In context: Few pieces of legislation have forced tech companies to take the privacy of their users' data seriously more than the EU's General Data Protection Regulation, better known as the GDPR. Among other things, the GDPR -- via a clause known as the "Right to Access" -- requires tech companies to provide users with all of the data that's been collected about them on request.
So far, most major international corporations have created automated systems that allow this to occur, but it seems that may not be quite good enough for some privacy advocates.
Privacy group noyb, headed up by Max Schrems, has filed numerous complaints against YouTube, Netflix, Spotify, Apple, Amazon, and more.
Schrems alleges that the companies either failed to comply with Right to Access rules entirely by ignoring requests for data or failed to provide required background information regarding how the data is used and who it's been shared with.
...Schrems is undoubtedly hoping the EU will put its money where its mouth is, and prove that the GDPR isn't a toothless piece of legislation.
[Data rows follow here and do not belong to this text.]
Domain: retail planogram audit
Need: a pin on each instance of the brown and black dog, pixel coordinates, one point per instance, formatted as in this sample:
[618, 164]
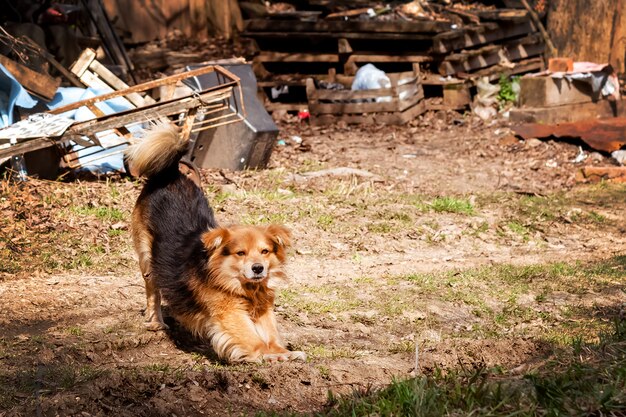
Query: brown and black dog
[218, 282]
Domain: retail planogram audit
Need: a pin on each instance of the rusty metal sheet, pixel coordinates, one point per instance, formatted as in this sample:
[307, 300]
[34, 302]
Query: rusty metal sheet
[606, 135]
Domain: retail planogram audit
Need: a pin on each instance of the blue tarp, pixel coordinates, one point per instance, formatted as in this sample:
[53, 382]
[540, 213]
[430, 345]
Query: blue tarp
[13, 94]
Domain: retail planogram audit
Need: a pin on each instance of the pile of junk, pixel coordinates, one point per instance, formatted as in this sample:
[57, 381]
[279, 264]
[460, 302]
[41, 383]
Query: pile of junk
[70, 103]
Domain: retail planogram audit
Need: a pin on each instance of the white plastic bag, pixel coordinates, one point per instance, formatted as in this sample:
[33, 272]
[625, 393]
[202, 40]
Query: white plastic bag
[368, 77]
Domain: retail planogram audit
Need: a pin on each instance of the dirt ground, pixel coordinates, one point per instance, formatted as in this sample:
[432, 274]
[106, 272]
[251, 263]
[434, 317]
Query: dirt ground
[453, 237]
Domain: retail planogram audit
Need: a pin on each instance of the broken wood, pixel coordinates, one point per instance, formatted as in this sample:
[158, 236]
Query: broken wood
[398, 26]
[472, 60]
[605, 135]
[542, 29]
[41, 85]
[217, 102]
[546, 91]
[474, 36]
[560, 65]
[567, 113]
[93, 74]
[597, 174]
[56, 64]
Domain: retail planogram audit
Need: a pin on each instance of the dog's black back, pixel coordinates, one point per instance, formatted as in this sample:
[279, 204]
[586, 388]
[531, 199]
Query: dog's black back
[177, 214]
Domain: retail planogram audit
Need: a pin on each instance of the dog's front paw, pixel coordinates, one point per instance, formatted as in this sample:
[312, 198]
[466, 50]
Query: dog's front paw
[284, 356]
[155, 326]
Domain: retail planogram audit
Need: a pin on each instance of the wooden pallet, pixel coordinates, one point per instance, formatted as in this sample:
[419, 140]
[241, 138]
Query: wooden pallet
[396, 105]
[473, 60]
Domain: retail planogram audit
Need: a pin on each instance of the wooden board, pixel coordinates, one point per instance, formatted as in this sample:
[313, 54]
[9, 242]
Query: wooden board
[567, 113]
[491, 55]
[337, 35]
[41, 85]
[546, 91]
[472, 37]
[494, 72]
[265, 57]
[399, 26]
[597, 174]
[396, 118]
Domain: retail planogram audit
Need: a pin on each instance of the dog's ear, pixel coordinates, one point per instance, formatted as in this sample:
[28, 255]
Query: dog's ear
[213, 239]
[279, 235]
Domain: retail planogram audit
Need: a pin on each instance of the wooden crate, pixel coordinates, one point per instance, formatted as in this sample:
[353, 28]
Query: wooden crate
[398, 104]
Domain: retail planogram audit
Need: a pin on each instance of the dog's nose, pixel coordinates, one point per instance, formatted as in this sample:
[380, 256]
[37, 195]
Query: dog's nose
[257, 268]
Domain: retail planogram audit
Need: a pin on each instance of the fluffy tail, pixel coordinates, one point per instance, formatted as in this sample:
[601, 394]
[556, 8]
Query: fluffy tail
[162, 147]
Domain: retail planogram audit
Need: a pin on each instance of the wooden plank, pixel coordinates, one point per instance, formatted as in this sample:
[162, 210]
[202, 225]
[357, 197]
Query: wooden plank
[350, 67]
[111, 42]
[546, 91]
[56, 64]
[338, 35]
[41, 85]
[295, 57]
[82, 62]
[386, 58]
[567, 113]
[394, 105]
[560, 64]
[447, 42]
[491, 55]
[597, 174]
[398, 26]
[27, 146]
[510, 15]
[150, 112]
[494, 72]
[456, 96]
[117, 84]
[144, 87]
[396, 118]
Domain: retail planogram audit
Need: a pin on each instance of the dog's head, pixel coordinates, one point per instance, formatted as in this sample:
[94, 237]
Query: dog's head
[246, 254]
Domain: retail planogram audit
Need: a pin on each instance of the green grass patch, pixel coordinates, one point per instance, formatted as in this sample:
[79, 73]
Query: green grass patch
[587, 379]
[102, 213]
[451, 205]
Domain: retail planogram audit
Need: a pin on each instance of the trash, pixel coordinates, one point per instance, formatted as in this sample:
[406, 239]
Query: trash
[486, 99]
[18, 165]
[35, 126]
[368, 77]
[551, 163]
[605, 135]
[597, 174]
[620, 156]
[582, 155]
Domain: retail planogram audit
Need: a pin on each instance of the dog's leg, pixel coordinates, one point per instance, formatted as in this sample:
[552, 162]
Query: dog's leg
[236, 338]
[154, 316]
[266, 325]
[143, 246]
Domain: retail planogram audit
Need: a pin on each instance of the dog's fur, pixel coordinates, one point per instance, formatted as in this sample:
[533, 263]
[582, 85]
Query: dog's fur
[217, 282]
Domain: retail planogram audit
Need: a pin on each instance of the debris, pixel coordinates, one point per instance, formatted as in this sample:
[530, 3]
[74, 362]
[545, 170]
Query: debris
[603, 135]
[582, 155]
[560, 65]
[464, 41]
[41, 85]
[597, 174]
[99, 125]
[554, 97]
[485, 100]
[396, 104]
[619, 156]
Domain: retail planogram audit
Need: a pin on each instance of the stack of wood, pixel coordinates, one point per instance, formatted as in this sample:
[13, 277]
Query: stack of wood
[451, 44]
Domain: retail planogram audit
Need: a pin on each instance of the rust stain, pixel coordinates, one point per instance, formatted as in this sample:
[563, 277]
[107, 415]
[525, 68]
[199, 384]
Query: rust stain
[606, 135]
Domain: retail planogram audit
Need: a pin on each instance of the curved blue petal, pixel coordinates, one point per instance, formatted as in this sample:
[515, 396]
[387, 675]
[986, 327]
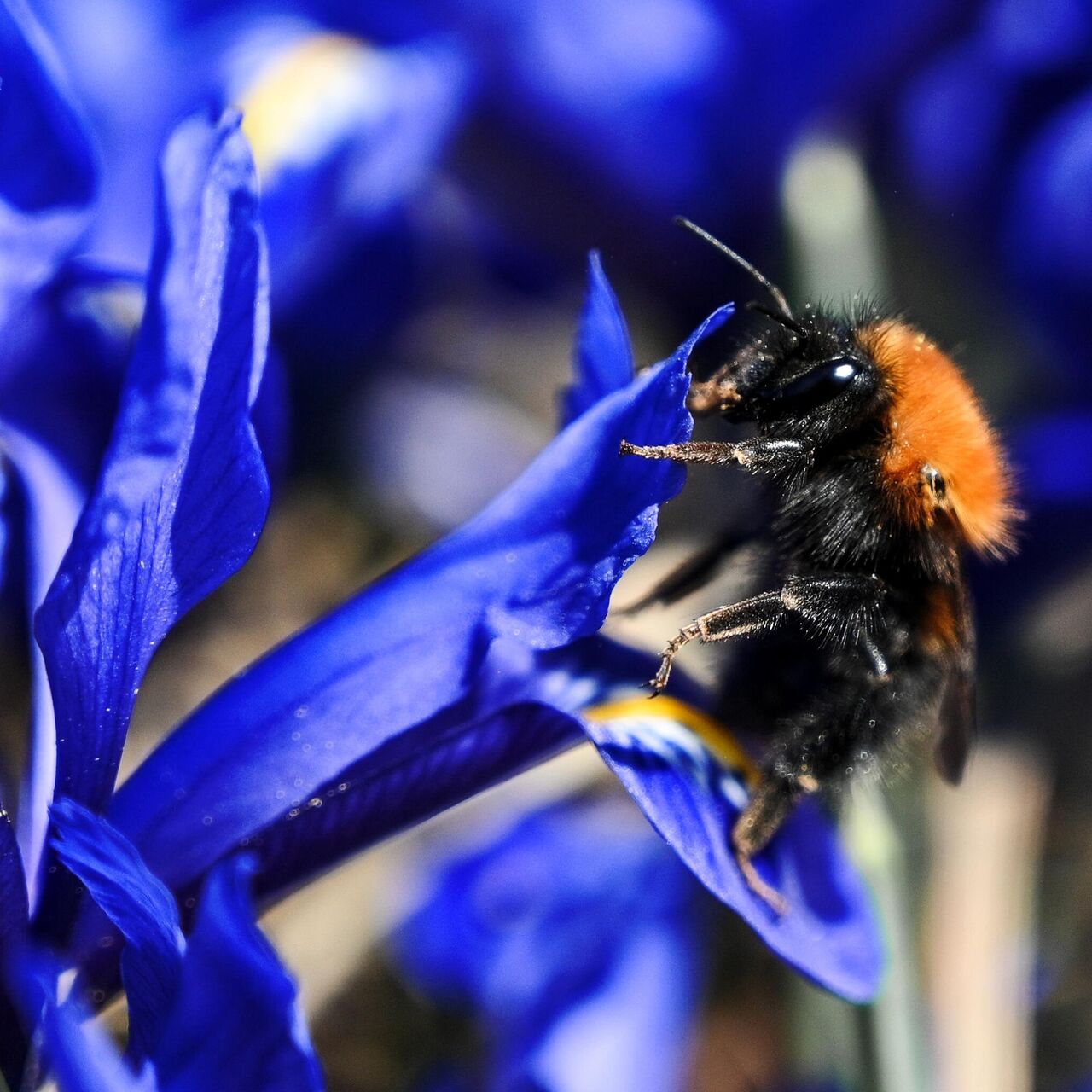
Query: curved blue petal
[183, 491]
[81, 1056]
[14, 905]
[236, 1024]
[603, 358]
[537, 566]
[53, 502]
[694, 799]
[139, 905]
[47, 172]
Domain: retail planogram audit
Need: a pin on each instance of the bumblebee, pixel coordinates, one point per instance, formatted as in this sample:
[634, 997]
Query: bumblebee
[886, 473]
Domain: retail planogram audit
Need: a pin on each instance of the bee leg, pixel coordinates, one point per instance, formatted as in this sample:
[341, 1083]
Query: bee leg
[770, 805]
[714, 396]
[775, 455]
[694, 572]
[761, 612]
[712, 453]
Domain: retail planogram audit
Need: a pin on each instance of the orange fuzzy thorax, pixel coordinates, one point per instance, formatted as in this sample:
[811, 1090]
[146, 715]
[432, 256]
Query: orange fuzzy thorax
[935, 421]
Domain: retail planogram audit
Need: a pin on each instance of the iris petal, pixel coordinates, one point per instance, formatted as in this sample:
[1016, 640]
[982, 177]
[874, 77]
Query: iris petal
[604, 362]
[236, 1024]
[141, 908]
[537, 568]
[53, 502]
[183, 491]
[81, 1056]
[47, 172]
[693, 799]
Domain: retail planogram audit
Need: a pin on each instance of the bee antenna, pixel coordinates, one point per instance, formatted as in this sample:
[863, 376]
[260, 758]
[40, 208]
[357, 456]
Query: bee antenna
[775, 293]
[779, 318]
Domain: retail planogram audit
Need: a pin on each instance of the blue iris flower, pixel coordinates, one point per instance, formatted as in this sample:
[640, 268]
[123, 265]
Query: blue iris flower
[574, 938]
[468, 664]
[190, 386]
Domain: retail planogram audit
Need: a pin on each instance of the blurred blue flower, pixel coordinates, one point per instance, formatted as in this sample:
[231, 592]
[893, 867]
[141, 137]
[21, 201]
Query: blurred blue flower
[574, 938]
[995, 139]
[346, 136]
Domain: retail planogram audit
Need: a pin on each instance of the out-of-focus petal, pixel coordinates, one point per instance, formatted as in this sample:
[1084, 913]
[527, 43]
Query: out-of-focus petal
[636, 1030]
[537, 566]
[1053, 456]
[573, 939]
[343, 132]
[694, 798]
[183, 491]
[14, 921]
[47, 174]
[604, 362]
[952, 128]
[236, 1024]
[81, 1056]
[139, 905]
[1048, 235]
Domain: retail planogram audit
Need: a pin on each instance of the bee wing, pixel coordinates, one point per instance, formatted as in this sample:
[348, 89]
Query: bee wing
[956, 722]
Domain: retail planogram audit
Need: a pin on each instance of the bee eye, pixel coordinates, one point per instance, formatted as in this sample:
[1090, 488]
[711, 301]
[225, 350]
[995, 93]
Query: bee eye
[819, 385]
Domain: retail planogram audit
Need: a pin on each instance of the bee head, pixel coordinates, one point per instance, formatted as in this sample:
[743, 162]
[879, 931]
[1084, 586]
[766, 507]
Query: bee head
[810, 374]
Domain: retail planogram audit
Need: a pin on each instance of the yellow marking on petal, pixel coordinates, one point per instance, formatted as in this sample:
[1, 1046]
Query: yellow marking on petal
[293, 92]
[721, 743]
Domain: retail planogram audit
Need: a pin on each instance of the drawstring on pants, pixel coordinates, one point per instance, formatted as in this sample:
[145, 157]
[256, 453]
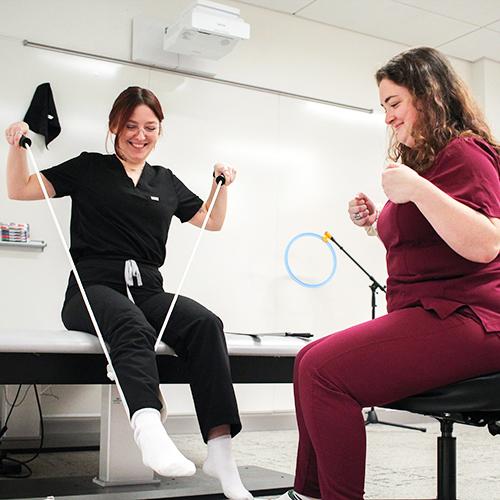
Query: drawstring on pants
[131, 271]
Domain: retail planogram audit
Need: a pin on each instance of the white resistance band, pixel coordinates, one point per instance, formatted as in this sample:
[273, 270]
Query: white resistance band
[220, 181]
[26, 143]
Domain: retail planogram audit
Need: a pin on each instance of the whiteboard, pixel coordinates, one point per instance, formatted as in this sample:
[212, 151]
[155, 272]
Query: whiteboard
[298, 164]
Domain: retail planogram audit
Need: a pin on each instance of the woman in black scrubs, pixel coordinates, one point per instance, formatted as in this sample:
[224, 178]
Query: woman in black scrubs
[121, 212]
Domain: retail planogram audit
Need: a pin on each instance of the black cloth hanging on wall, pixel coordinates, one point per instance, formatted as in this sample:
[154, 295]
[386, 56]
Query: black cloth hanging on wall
[42, 114]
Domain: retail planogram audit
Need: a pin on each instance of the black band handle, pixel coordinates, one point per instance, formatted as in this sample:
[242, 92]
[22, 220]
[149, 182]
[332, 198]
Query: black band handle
[24, 141]
[220, 178]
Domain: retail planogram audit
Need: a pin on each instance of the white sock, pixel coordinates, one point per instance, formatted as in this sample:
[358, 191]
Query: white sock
[221, 465]
[158, 450]
[293, 495]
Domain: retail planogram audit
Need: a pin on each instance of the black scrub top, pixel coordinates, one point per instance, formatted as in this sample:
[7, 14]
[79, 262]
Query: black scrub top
[113, 219]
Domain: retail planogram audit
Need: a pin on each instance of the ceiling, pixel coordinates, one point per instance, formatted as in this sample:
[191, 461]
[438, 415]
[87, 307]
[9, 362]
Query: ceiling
[466, 29]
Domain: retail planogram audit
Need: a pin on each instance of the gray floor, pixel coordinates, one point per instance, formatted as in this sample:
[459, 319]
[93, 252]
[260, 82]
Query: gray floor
[400, 463]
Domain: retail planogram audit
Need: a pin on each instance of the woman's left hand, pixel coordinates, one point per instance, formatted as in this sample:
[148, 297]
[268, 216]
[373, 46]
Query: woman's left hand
[228, 172]
[400, 183]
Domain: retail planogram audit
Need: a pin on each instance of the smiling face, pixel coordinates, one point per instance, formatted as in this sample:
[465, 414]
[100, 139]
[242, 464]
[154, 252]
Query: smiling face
[139, 135]
[400, 112]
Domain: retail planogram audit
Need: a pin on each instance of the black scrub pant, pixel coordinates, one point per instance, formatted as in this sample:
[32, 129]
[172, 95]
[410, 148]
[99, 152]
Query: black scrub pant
[131, 329]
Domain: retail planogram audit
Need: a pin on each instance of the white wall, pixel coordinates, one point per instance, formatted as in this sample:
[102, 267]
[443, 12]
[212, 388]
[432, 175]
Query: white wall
[299, 163]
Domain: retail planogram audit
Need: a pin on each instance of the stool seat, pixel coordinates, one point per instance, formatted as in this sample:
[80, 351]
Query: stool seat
[475, 401]
[478, 394]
By filing these complaints, Schrems is undoubtedly hoping the EU will put its money where its mouth is, and prove that the GDPR isn't a toothless piece of legislation.
In theory, if regulators do find that the companies in question have run afoul of the GDPR, the fines can get pretty high. According to noyb's complaint summary, Amazon (to name one example) could get hit with a maximum penalty of $8.02 billion.
We'll be monitoring this story moving forward, and we'll let you know if any of the companies targeted by Schrems' complaints issue any official statements.